All-in-One Language Model for Search and Generation

One of the most effective methods for reducing hallucinations in language models is generating answers based on search results, and a prime example of this is RAG. RAG, or Retrieval-Augmented Generation, involves using search-augmented generation techniques, where the language model uses search results as input when generating answers to questions. It’s akin to searching for information on a portal site when you’re curious about something.

For RAG to work effectively, it’s crucial to find the right documents related to the query. While leveraging a well-established search engine is an option, it’s not always feasible. For example, company-owned data or highly specialized information might not be available through search engines. In such cases, a separate database must be created, and only the information related to the query should be filtered.

So, how do we filter similar information? First, we need to calculate the similarity between the search query and the documents in the database. This requires vectorizing each document, a process known as Embedding.

Embedding

Source: A Gentle Introduction to Retrieval Augmented Generation (RAG)
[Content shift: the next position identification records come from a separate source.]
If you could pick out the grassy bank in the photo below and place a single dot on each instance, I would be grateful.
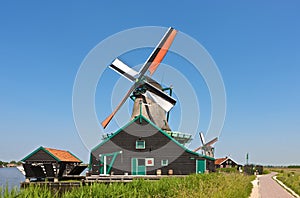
(207, 185)
(291, 178)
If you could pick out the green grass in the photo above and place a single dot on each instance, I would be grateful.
(207, 185)
(291, 178)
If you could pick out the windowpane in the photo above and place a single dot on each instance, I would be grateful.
(140, 144)
(164, 162)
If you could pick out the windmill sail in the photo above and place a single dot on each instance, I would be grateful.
(152, 63)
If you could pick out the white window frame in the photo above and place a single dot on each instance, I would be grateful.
(164, 164)
(138, 147)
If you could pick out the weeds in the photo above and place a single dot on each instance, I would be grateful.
(206, 185)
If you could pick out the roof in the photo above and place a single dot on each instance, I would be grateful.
(58, 155)
(64, 156)
(159, 129)
(222, 160)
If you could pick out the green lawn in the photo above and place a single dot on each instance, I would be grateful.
(205, 185)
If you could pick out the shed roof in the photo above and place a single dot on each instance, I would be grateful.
(58, 155)
(219, 161)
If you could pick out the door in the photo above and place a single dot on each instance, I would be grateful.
(200, 166)
(138, 166)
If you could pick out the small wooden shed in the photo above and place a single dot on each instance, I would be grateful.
(51, 163)
(225, 162)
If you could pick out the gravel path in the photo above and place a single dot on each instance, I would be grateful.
(268, 188)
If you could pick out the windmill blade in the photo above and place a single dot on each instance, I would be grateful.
(161, 98)
(165, 105)
(212, 141)
(159, 52)
(121, 68)
(108, 119)
(202, 138)
(197, 149)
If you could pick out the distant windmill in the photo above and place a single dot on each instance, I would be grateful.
(207, 148)
(146, 91)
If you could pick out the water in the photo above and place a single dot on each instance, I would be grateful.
(11, 177)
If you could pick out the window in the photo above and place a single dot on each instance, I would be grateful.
(164, 162)
(140, 144)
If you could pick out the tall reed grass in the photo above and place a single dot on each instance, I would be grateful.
(207, 185)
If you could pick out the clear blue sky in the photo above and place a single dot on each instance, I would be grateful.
(255, 44)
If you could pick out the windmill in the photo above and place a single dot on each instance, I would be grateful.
(145, 90)
(207, 148)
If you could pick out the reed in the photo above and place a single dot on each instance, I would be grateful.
(205, 185)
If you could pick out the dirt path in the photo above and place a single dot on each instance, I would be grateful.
(270, 188)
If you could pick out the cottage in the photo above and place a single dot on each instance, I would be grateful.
(51, 163)
(142, 148)
(225, 162)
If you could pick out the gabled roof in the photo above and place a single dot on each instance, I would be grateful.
(222, 160)
(58, 155)
(156, 127)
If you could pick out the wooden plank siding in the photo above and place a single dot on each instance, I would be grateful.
(158, 145)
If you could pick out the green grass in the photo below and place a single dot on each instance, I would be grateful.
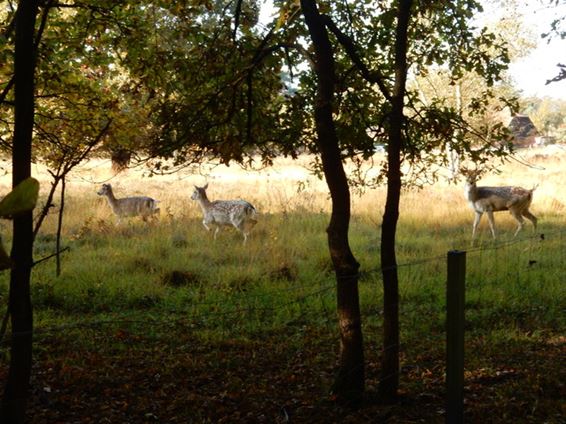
(170, 286)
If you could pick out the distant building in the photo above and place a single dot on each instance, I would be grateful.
(523, 130)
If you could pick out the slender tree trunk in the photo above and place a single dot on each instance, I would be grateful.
(16, 390)
(60, 225)
(349, 382)
(389, 381)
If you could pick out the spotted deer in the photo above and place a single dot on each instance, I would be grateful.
(237, 213)
(516, 200)
(142, 206)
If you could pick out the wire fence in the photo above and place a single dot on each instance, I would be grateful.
(496, 272)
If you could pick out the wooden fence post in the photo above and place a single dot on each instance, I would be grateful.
(455, 295)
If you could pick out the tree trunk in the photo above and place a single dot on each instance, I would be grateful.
(16, 390)
(349, 381)
(389, 381)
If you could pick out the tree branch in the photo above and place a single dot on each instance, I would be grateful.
(373, 77)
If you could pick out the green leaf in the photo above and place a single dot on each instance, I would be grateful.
(21, 199)
(5, 261)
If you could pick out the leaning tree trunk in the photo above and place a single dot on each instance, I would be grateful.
(349, 382)
(16, 390)
(389, 381)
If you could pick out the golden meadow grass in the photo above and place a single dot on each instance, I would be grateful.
(174, 264)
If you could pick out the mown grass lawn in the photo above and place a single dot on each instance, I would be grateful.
(158, 323)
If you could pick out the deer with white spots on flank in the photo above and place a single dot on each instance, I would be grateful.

The embedding process also uses a language model. However, the language model used for embedding differs from the one used for generating answers (e.g., GPT). The embedding model is specialized in understanding context, while the generative language model excels at predicting the next word. Although both are language models, they serve different purposes, which means each question must be processed separately. Naturally, this requires two computations, leading to some inefficiency.

As a result, efforts are being made to integrate these two language models. This would lead to an all-in-one language model capable of both embedding for search and generating responses. In this newsletter, we’ll introduce GRIT, the first language model to integrate generation and embedding.

GRIT: Generative Representational Instruction Tuning

Source: Generative Representational Instruction Tuning (Muennighoff et al., 2024)

How did GRIT acquire both capabilities? GRIT applied Instruction Tuning for both embedding representation and generation within a single model.

For embedding, the goal is to obtain good vector values, while for generation, the aim is to predict the appropriate next token. Although the training process is the same, the final output differs, which requires slight adjustments in the model’s final stage.

Source: Generative Representational Instruction Tuning (Muennighoff et al., 2024)

As illustrated above, in the embedding task, the weight values of the last hidden layer are averaged (Mean Pooling), while in the generation task, the last hidden layer is used to predict the next token. A special token is added to the instruction to determine which task to train on. The following diagram visualizes this process.

Source: Generative Representational Instruction Tuning (Muennighoff et al., 2024)

https://github.com/GritLMWhile the same form of instruction is input into the GRIT model, the output results differ. To achieve good embedding results, the training data for instruction tuning explicitly includes the domain, intent, and text unit. In the example above, the instruction specifies retrieving an abstract (unit) of a scientific paper (domain) with the intent to search (retrieve).

A base model is required for instruction tuning. The GRIT model is based on the Mistral 7B model, with additional instruction tuning applied. While it required more training to achieve both embedding and generation goals, the model ultimately achieved commendable performance in both areas (🔗 GritLM GitHub link).

Can it be applied to RAG?

In the traditional RAG method, the query was first input into the ’embedding model,’ and then the query, along with the retrieved results, was input again into the ‘generation model.’ However, by integrating these two functions into a single language model, inefficiencies were reduced. Information that has already been computed is cached, dramatically reducing retrieval speed.

Source: Generative Representational Instruction Tuning (Muennighoff et al., 2024)

Let’s look at GRIT’s Query-Doc Caching method. The GRIT model (GritLM) first performs vector operations on the input question. This vector can be used for both document retrieval and as a condition for generation. Hence, it’s stored in the first cache (1st Cache) without needing to be computed twice. The same applies to the retrieved document; the document vector, also obtained through GritLM, can be used for generation. This information is stored in the second cache (2nd Cache). Utilizing both sets of information as input for GritLM, the desired answer is generated, which is the principle behind Query-Doc Caching.

However, its performance isn’t yet sufficient for practical RAG applications. Results from RAG are not significantly different from those obtained without RAG. The researchers attribute this to the GRIT model not being fine-tuned for this specific method.

While GRIT is based on Mistral 7B, the nature of its training structure allows for the implementation of this system on any model. This suggests a lot of potential for research on other models. There’s hope that applying this method to top-performing models like GPT-4 or Gemini Pro could allow for a more cost-effective implementation of RAG. Of course, further research is needed.